Now Goepner says he is thankful. He walks nearly every day and skips his twice-a-week visits to Burger King in favor of healthier meals such as pasta and vegetables. (One favorite recipe -- sent to all employees -- came inside a recent check.) Both Goepner and his wife have each lost nearly 40 pounds and his cholesterol and blood pressure levels have improved significantly. "I have to tell you, I didn't realize how fat I was," says Goepner. "I am almost at the same weight I was when I got out of high school."

Not all employers are sold on the trend. Although common sense says that having healthier employees will lead to lower health-care costs, the area of disease management is so new that there is little data behind it.

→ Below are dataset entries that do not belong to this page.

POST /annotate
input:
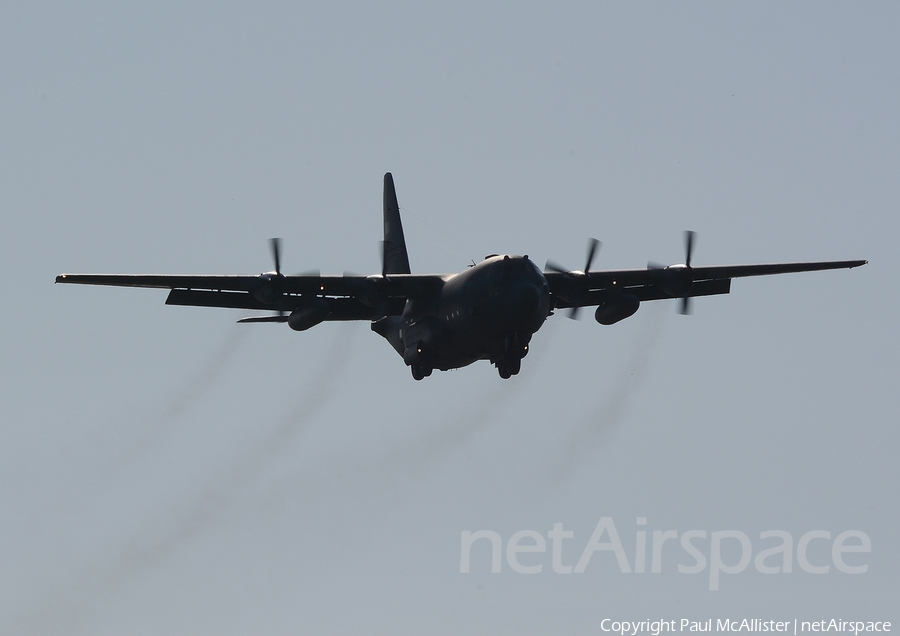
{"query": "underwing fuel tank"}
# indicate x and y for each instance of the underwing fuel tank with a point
(309, 314)
(616, 309)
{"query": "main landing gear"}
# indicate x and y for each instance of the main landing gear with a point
(511, 362)
(508, 368)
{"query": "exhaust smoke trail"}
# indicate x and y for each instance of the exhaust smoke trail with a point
(66, 606)
(608, 413)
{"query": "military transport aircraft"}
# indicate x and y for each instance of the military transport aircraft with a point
(444, 321)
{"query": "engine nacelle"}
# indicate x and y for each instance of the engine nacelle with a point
(311, 313)
(616, 309)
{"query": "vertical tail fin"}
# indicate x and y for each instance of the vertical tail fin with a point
(394, 257)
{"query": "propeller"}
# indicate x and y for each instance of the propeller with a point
(271, 284)
(579, 280)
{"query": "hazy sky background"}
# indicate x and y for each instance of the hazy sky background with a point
(164, 470)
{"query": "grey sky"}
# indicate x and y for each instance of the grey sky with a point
(163, 470)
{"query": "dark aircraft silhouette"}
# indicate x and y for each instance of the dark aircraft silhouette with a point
(444, 321)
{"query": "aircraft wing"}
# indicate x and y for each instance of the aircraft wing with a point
(580, 289)
(350, 297)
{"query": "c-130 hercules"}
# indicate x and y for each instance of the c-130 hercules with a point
(489, 311)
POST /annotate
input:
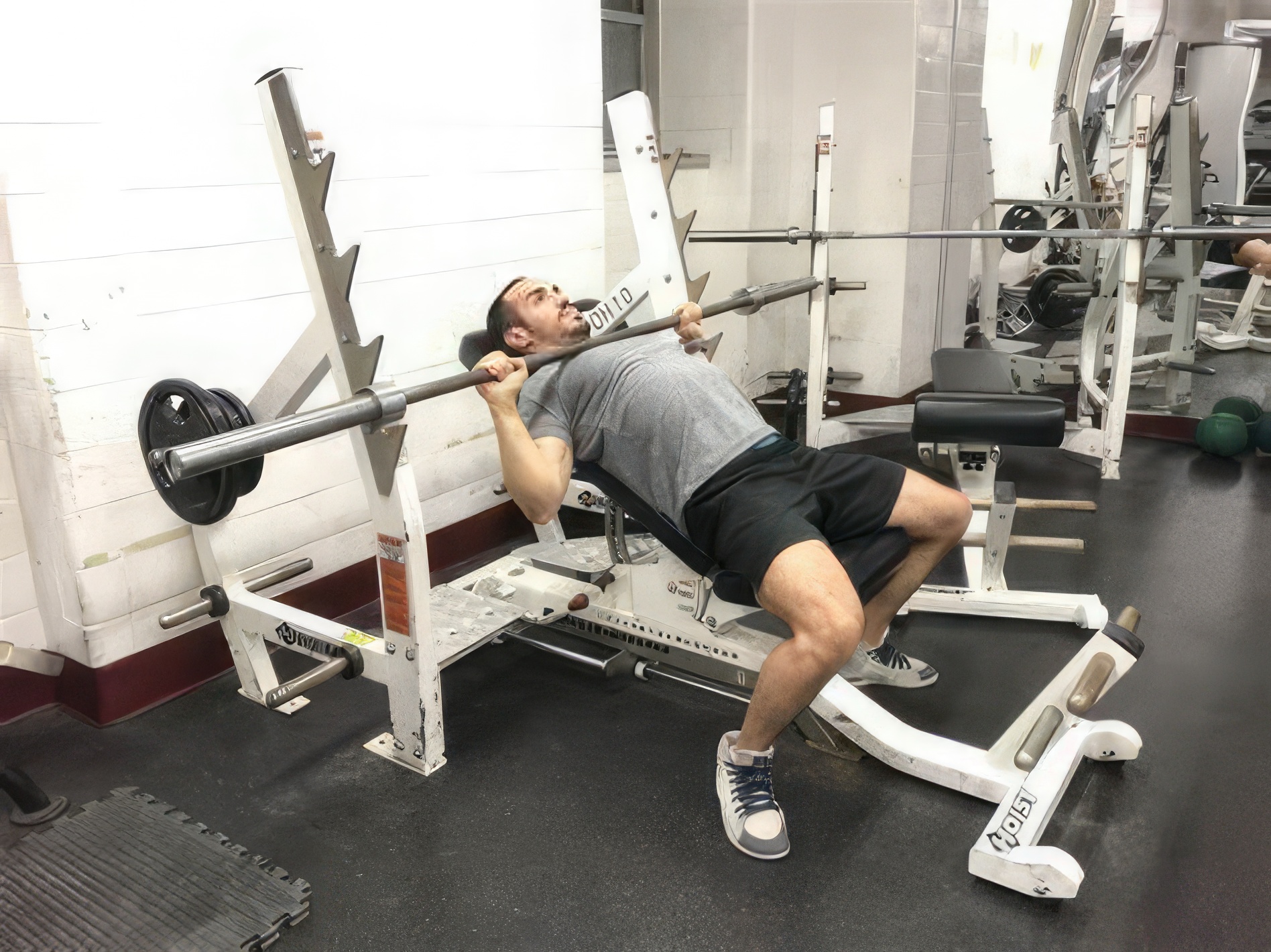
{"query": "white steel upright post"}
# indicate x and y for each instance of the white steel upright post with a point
(414, 678)
(819, 324)
(1134, 213)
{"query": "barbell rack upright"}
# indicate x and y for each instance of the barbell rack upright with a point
(333, 345)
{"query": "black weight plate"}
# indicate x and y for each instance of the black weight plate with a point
(1022, 218)
(176, 412)
(1049, 309)
(248, 471)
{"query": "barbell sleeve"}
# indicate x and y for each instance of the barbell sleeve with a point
(373, 404)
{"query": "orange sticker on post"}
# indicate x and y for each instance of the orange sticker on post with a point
(393, 590)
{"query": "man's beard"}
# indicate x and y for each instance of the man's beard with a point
(580, 332)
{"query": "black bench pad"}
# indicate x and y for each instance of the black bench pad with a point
(1008, 420)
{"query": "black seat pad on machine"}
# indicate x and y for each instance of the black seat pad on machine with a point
(869, 561)
(1007, 420)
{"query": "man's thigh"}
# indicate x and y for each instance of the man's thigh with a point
(926, 509)
(807, 587)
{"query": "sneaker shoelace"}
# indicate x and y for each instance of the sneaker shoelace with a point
(889, 656)
(751, 786)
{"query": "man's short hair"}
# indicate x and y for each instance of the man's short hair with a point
(501, 317)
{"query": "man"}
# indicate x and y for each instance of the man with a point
(685, 439)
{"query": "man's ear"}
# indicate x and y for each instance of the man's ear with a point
(518, 337)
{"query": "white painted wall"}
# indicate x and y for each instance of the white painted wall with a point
(1021, 62)
(149, 239)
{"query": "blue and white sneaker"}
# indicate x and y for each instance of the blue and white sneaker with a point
(888, 665)
(744, 781)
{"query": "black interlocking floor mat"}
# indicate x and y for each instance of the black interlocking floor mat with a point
(133, 874)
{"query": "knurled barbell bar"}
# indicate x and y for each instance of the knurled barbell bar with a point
(204, 451)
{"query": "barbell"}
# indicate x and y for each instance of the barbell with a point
(1172, 233)
(204, 451)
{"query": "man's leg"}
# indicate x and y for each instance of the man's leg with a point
(934, 518)
(808, 589)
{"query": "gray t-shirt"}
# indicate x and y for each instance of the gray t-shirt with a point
(655, 417)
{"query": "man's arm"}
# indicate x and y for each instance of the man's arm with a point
(1254, 255)
(536, 472)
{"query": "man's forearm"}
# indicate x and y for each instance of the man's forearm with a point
(532, 479)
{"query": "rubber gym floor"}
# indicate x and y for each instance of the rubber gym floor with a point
(580, 814)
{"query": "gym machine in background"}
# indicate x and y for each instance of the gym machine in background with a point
(668, 613)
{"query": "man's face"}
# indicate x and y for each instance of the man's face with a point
(546, 319)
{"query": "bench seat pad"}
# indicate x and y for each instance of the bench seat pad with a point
(1007, 420)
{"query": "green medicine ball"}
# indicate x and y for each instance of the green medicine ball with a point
(1242, 407)
(1223, 435)
(1261, 434)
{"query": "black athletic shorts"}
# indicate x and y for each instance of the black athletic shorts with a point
(777, 495)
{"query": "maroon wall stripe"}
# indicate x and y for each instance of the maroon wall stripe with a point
(130, 685)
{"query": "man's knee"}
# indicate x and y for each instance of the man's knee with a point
(928, 510)
(955, 515)
(831, 632)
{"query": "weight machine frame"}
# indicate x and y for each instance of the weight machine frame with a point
(659, 610)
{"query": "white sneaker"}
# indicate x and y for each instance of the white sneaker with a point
(744, 781)
(886, 665)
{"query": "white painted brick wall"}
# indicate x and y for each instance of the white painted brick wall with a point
(144, 235)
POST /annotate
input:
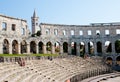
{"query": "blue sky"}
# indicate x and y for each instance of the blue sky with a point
(71, 12)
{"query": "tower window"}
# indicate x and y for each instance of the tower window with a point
(80, 32)
(72, 32)
(23, 31)
(4, 25)
(13, 27)
(64, 32)
(89, 32)
(97, 32)
(55, 32)
(36, 23)
(47, 31)
(117, 31)
(107, 32)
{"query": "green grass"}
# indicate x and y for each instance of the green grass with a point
(17, 55)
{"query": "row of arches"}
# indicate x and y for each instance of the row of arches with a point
(72, 48)
(33, 47)
(110, 61)
(99, 47)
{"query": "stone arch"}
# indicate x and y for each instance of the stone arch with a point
(23, 46)
(108, 47)
(32, 47)
(117, 46)
(5, 46)
(73, 48)
(49, 47)
(99, 47)
(65, 47)
(90, 48)
(15, 47)
(109, 61)
(57, 47)
(82, 49)
(40, 47)
(118, 60)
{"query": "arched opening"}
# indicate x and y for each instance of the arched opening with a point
(73, 48)
(40, 47)
(118, 61)
(117, 46)
(90, 48)
(49, 47)
(15, 47)
(5, 47)
(82, 49)
(108, 47)
(65, 47)
(99, 47)
(109, 61)
(23, 46)
(33, 47)
(57, 47)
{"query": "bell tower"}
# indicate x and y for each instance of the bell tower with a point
(35, 23)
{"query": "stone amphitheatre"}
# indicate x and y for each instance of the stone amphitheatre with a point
(86, 53)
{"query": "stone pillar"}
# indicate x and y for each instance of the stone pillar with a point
(95, 48)
(53, 49)
(113, 48)
(44, 49)
(28, 48)
(78, 50)
(37, 51)
(61, 49)
(19, 49)
(103, 48)
(69, 49)
(10, 48)
(86, 47)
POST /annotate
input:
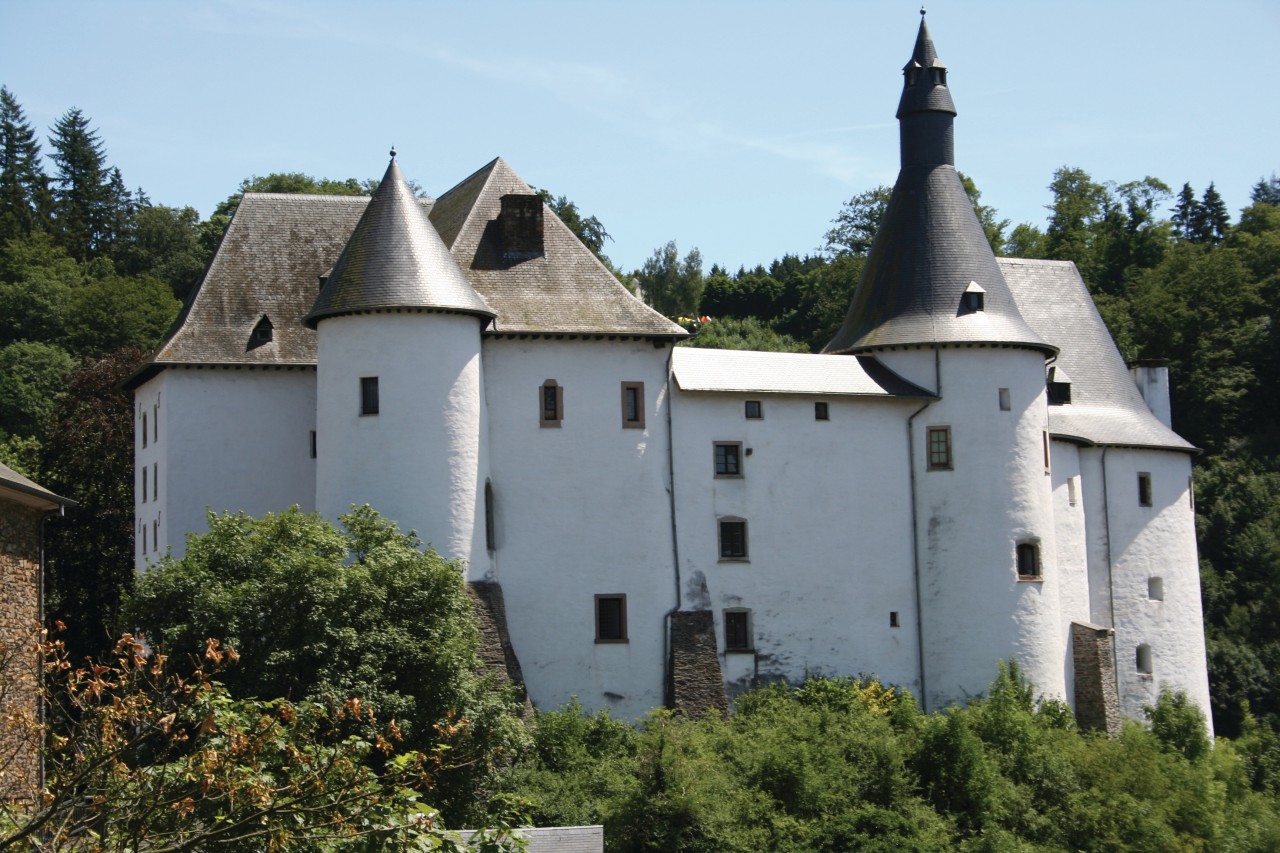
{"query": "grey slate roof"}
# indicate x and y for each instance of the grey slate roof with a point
(278, 246)
(21, 489)
(1106, 406)
(565, 291)
(394, 259)
(929, 246)
(787, 373)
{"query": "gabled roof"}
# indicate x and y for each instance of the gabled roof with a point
(394, 259)
(787, 373)
(1106, 406)
(19, 489)
(563, 291)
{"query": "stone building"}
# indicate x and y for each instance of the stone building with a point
(23, 506)
(968, 474)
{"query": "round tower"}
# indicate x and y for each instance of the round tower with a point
(933, 306)
(401, 418)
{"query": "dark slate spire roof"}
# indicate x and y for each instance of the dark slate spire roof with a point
(396, 260)
(929, 246)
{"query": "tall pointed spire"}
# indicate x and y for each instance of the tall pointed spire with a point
(396, 260)
(929, 249)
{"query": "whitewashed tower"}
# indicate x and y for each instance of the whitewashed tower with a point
(401, 418)
(933, 306)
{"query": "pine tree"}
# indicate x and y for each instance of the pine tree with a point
(24, 200)
(1185, 213)
(83, 196)
(1217, 222)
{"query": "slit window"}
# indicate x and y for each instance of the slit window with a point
(732, 539)
(551, 402)
(737, 630)
(1028, 561)
(611, 619)
(940, 448)
(369, 396)
(632, 405)
(1143, 488)
(728, 459)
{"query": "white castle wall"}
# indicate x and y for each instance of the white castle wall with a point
(1155, 542)
(229, 439)
(828, 534)
(583, 510)
(421, 459)
(970, 519)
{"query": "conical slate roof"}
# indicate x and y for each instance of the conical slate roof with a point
(929, 247)
(394, 259)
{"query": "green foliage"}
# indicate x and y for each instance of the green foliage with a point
(749, 333)
(369, 615)
(670, 284)
(144, 758)
(32, 378)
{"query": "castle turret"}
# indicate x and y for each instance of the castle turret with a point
(933, 306)
(400, 401)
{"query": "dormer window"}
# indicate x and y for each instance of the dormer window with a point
(1057, 387)
(973, 299)
(263, 333)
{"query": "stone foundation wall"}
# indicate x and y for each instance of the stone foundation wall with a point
(19, 624)
(496, 649)
(696, 684)
(1097, 702)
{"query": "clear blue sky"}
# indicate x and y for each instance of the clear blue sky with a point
(736, 127)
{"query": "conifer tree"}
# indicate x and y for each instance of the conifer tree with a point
(83, 194)
(24, 197)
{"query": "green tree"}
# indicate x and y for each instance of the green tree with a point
(369, 614)
(85, 199)
(87, 455)
(672, 286)
(24, 199)
(32, 378)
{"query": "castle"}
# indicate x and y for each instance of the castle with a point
(968, 474)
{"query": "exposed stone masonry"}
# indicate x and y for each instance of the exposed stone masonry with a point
(696, 684)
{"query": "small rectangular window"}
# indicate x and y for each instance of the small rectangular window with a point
(1143, 488)
(611, 619)
(940, 448)
(1028, 561)
(737, 630)
(728, 459)
(551, 404)
(732, 538)
(369, 395)
(632, 405)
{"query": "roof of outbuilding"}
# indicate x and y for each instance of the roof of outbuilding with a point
(1106, 406)
(21, 489)
(278, 246)
(787, 373)
(394, 259)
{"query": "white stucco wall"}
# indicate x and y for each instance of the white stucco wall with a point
(1156, 541)
(581, 509)
(970, 519)
(827, 507)
(236, 439)
(421, 460)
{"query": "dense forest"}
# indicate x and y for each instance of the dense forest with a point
(92, 273)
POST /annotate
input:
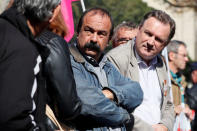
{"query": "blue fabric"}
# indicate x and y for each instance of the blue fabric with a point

And many programs can be expensive, with some costing as much as $100 a month per employee.

Johnson & Johnson, a pioneer in the employee wellness field, has had a voluntary health-management program for several years and says there is no question that it works. The company estimates it is saving $8.5 million a year in lower health costs, lower rates of absenteeism and higher worker productivity.

The question now is whether making the programs mandatory can save even more money. Beginning in January, Cianbro says its employees will be barred from the company's wellness programs if they don't make enough effort or improvement. For those employees forced to leave the program, especially low-paid workers who could lose up to $1,500 a year, it could be a big income loss. As severe as that may sound, benefits experts say it's a tactic that is bound to grow more common.

"If costs keep going up the way they are, I bet it's two or three years before we see more employers penalizing those who don't at least try and get healthier," says Bergthold of Watson Wyatt.